We believe that the three most valuable tools (all 3 together and inextricably entwined with one dependant on the other,) for any cost containment company today are:

  1. The ability to provide an unconditional guarantee that your discounts are secure against any deferred liabilities -"The Guarantee."
  2. The complete elimination of balance billing -"No deferred Liabilities."
  3. The welcome return of an insured member back to any given facility -"Your relationships with hospital providers."

Where will the major cost centers for global cost containment companies be over the next three years?

We believe that the major cost centers for global cost containment remain the United States, for reasons stated in Question 2 above.

What is the difference between an international cost containment network and a PPO?

This is a most important question, the answer to which has been misconstrued, and is being misrepresented in the market today.

Preferred Provider Organization (PPO)
A Preferred Provider Organization (PPO), comparable to a Health Management Organization (HMO) is a domestic network that is designed to help local medical service providers and local insurance companies coexist in a cost effective environment.

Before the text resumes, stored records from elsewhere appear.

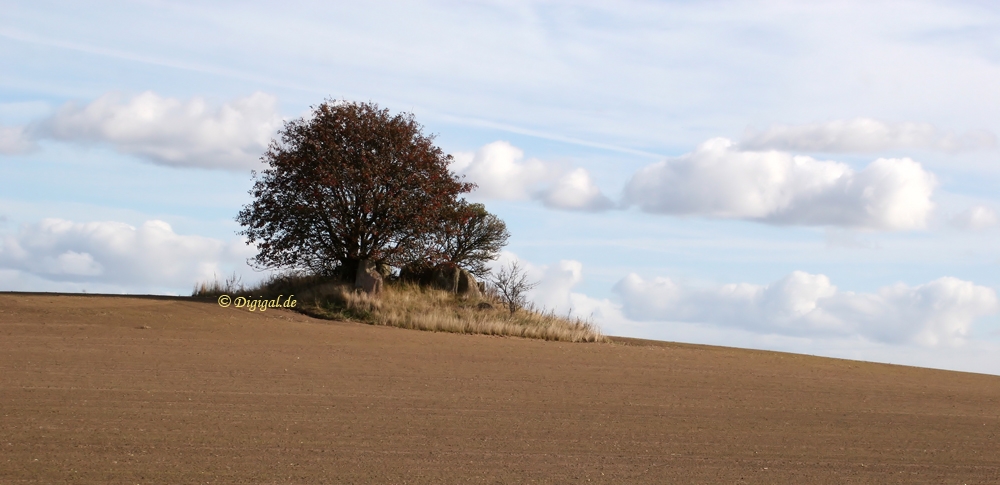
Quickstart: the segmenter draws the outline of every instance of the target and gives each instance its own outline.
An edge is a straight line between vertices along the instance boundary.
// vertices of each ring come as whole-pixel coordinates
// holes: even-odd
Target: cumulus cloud
[[[35,149],[35,141],[22,126],[0,126],[0,154],[15,155]]]
[[[505,141],[482,146],[475,153],[452,155],[451,169],[475,182],[476,194],[491,199],[531,198],[538,185],[558,176],[550,164],[537,158],[524,160],[524,151]]]
[[[528,299],[537,307],[553,311],[559,315],[590,320],[597,325],[621,323],[625,320],[619,305],[608,299],[590,297],[574,291],[583,281],[583,263],[564,259],[555,264],[538,265],[519,258],[516,254],[503,251],[493,263],[496,270],[517,261],[537,286],[528,293]]]
[[[614,206],[591,179],[590,172],[583,168],[559,177],[543,192],[542,200],[546,206],[556,209],[600,211]]]
[[[1000,216],[993,208],[977,205],[952,217],[950,222],[952,226],[959,229],[981,231],[1000,225]]]
[[[567,170],[536,158],[505,141],[484,145],[476,152],[459,152],[451,169],[477,185],[479,197],[502,200],[540,200],[555,209],[599,211],[614,204],[584,168]]]
[[[277,99],[264,93],[210,106],[145,92],[109,93],[81,105],[67,103],[39,124],[40,136],[107,143],[116,150],[177,167],[253,168],[281,127]]]
[[[584,279],[579,261],[538,265],[504,251],[494,266],[511,261],[517,261],[529,280],[538,283],[529,293],[535,305],[633,335],[643,328],[646,333],[657,333],[649,326],[667,325],[686,329],[682,334],[719,337],[722,334],[718,332],[737,332],[756,336],[753,338],[759,342],[774,337],[799,343],[940,348],[966,344],[977,320],[1000,312],[995,290],[958,278],[943,277],[917,286],[898,283],[874,293],[858,293],[838,289],[825,275],[802,271],[769,285],[714,286],[683,284],[669,278],[647,280],[633,273],[614,286],[619,299],[615,302],[576,290]],[[741,345],[725,338],[722,341]]]
[[[927,123],[885,123],[870,118],[805,125],[778,125],[747,130],[740,146],[747,150],[791,150],[865,153],[893,149],[957,152],[994,148],[997,138],[978,131],[962,135],[942,132]]]
[[[0,239],[0,269],[50,282],[92,282],[124,288],[191,288],[243,267],[253,249],[180,235],[163,221],[44,219]]]
[[[623,203],[659,214],[917,229],[934,207],[935,186],[933,174],[909,158],[880,158],[855,171],[834,161],[742,150],[714,138],[636,172]]]
[[[824,275],[801,271],[770,285],[693,287],[630,274],[615,286],[625,316],[680,321],[784,335],[861,336],[925,346],[964,341],[980,317],[1000,310],[996,292],[957,278],[876,293],[840,291]]]
[[[531,300],[536,304],[563,314],[579,309],[573,305],[573,287],[583,281],[583,263],[564,259],[545,266],[529,265],[529,274],[538,282],[531,292]],[[580,295],[583,296],[583,295]]]

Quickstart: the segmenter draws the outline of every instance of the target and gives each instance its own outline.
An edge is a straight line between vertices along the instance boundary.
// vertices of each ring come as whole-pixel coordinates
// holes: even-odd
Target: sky
[[[286,121],[413,113],[533,302],[1000,375],[1000,7],[0,0],[0,290],[190,294]]]

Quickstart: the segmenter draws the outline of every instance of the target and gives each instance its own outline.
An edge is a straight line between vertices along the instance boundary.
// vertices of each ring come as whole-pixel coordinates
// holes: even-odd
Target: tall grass
[[[218,276],[211,282],[202,282],[194,285],[191,296],[219,296],[219,295],[242,295],[247,292],[243,286],[243,278],[233,273],[226,278],[226,281],[219,282]]]
[[[373,297],[356,291],[353,285],[295,274],[272,276],[253,288],[245,288],[236,280],[202,284],[194,292],[194,296],[221,294],[261,298],[295,295],[296,309],[308,315],[372,325],[568,342],[607,340],[596,325],[579,318],[534,307],[511,314],[491,292],[479,298],[463,298],[412,283],[386,282],[382,294]]]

Local insurance companies agree to direct and or use "steerage" (insuring patient volumes) so that insured people receive care at specifically agreed hospitals, and that bills are paid within a given time frame (usually 30-45 days) from date of billing. This modality of utilization as described, is labeled as "domestic" and for a number of reasons, is very different from the travel insurance or "international market".

International Networks
The international travel insurance market is based on the premise that those who travel require affordable health insurance to cover the expenses of emergency medical care at a foreign destination. While domestic insured persons are usually treated in a hospital within a geographical area based on their insurance benefits, international insured persons often receive care in an emergency situation, and are taken to the closest available facility that is equipped to treat the patient. Little or no direction to any specific facility occurs with international patients.

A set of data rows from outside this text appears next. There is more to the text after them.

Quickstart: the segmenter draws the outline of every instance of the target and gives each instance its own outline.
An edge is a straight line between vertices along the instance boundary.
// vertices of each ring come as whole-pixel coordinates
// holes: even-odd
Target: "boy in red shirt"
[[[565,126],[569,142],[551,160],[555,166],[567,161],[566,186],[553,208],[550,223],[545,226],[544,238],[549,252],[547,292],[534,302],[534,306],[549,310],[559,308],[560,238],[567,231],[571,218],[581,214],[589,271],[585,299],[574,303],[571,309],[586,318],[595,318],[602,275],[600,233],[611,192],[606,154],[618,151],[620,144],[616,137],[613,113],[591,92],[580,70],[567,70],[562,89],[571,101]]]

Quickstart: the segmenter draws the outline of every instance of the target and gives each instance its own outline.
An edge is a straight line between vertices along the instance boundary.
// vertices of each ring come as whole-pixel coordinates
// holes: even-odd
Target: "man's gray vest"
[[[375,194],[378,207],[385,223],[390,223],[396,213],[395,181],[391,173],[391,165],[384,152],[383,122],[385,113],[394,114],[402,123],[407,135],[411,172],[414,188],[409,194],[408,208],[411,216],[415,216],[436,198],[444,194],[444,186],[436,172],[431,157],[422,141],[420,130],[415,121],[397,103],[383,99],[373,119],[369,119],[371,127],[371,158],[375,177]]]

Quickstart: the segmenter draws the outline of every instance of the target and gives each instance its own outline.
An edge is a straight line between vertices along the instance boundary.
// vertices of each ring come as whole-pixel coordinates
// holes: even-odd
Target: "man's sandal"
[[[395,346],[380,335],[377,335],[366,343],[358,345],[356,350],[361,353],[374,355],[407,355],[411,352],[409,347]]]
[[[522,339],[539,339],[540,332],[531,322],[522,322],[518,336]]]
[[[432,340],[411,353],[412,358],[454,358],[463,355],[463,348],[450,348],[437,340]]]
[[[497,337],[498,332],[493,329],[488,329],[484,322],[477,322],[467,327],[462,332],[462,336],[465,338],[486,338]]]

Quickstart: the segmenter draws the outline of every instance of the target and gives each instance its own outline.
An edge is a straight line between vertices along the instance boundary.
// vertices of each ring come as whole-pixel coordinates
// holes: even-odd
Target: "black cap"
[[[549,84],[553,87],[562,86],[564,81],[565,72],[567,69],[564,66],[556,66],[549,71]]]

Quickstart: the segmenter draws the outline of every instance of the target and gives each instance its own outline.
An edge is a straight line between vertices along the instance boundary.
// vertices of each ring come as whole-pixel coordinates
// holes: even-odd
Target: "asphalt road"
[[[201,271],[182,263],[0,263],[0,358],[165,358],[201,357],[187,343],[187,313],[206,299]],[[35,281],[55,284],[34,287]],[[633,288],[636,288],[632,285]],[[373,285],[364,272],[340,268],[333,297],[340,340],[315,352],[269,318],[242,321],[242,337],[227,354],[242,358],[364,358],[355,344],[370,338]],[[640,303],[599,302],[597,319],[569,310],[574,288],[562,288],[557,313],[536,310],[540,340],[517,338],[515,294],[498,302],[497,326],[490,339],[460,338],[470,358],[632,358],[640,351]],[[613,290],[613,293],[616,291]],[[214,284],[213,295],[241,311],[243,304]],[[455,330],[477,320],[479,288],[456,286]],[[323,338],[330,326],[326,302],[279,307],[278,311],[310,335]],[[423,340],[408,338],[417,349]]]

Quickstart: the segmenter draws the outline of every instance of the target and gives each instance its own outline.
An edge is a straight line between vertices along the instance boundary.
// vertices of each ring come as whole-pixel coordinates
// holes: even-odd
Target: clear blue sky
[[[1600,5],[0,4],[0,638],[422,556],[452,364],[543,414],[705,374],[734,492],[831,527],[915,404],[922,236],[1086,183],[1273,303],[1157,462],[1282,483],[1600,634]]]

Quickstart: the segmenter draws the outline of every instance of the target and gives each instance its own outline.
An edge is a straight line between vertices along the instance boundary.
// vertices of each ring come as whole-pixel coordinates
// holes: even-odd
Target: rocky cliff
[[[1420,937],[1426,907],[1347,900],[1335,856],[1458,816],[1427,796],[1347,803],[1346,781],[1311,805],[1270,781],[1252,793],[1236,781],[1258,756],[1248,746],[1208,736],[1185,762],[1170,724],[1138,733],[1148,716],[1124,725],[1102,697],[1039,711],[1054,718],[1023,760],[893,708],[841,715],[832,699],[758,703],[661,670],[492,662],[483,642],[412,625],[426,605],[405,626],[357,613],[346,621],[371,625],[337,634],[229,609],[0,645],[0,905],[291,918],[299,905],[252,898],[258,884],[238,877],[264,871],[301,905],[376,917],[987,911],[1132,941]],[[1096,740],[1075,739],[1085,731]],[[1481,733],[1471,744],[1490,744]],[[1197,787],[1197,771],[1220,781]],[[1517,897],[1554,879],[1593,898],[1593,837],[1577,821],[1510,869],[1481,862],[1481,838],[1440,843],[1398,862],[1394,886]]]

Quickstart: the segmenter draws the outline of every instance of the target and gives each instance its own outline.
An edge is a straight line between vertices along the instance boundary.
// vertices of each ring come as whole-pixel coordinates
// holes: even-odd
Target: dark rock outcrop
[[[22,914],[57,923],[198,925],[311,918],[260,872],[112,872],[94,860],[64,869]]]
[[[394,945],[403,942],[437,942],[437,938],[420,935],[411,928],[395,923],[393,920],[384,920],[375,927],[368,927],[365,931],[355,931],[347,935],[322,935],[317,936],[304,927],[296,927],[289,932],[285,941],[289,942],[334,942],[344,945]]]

Is it acceptable for international accounts to be processed through domestic PPO's?

Although this frequently occurs in today's marketplace, healthcare providers are starting to oppose international accounts being processed through domestic networks. Healthcare providers are refusing discounts attempted through such avenues, and are even seeking retribution for old international accounts that were illegitimately discounted through domestic networks.

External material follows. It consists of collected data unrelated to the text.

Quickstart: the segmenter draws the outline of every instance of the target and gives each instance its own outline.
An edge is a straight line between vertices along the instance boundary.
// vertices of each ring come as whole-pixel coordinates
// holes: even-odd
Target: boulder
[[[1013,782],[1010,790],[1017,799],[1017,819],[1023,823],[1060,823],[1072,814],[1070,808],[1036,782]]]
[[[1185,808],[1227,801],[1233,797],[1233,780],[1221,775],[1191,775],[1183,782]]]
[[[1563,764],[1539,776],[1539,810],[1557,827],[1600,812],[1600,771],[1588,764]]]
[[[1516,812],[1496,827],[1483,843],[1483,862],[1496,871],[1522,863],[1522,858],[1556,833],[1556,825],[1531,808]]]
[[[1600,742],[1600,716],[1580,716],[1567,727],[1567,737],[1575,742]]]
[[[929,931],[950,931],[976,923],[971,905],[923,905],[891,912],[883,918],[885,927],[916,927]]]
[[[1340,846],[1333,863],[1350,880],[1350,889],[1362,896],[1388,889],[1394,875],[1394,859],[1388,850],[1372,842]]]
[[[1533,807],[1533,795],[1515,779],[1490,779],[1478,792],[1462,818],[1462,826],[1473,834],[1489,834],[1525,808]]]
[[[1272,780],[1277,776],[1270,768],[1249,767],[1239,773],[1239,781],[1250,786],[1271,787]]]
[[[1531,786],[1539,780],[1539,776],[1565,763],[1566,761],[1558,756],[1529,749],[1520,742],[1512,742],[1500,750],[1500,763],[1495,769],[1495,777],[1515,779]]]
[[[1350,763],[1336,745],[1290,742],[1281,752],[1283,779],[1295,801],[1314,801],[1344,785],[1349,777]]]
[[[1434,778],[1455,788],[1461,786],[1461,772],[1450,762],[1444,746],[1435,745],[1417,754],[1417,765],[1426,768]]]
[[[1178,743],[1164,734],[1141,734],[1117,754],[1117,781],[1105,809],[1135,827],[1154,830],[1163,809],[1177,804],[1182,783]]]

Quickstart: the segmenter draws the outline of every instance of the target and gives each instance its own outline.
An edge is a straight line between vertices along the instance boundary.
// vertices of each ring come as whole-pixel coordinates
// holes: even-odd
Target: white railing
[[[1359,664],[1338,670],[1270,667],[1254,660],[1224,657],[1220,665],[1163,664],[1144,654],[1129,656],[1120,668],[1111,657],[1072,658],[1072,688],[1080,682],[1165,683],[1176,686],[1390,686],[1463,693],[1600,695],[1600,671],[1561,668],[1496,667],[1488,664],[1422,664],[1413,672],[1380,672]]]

Are the depth of discounts related to volume steerage to medical providers?

Steerage of patients (i.e. volume of work) only occurs in certain domestic markets. In the context of travel insurance, steerage is non existent. A person, collapsed in their hotel room or RV park, does not call up their insurer to ask them which hospital they should go to so the insurer gets the best rate.

Will my discounts be audited, and will the discounted amount be demanded back by the provider of service?

Another scare tactic used by some unscrupulous discount providers to coerce your business in their direction. A legitimate discount, obtained in a legitimate way, is a legal contract. If indeed an audit by the provider is sought, it should be your discount provider's responsibility. Check the wording of what you signed in your contract, and remove the inclusion by your discount provider of exonerating themselves of this responsibility. This is after all why you are paying the access fee for having obtained the discount in the first place.

Is selecting a Network/Discount Provider, based on average returns on discounts obtained, reliable?

Average returns have very little basis on which to rely for your selection process of cost containment services. Certain states, e.g. Maryland, give miniscule discounts due to state regulation. If your exposure mostly resides in Maryland, your average will consequently be low. Conversely, one discount provider returning a 3% average and another returning a 15% average, are both very low. However, the second provider at 15% is 500% greater than it's rival. In reality, it is what YOUR year end underwriting results (loss ratio) show, and which should be used to evaluate the success or failure of your discount provider.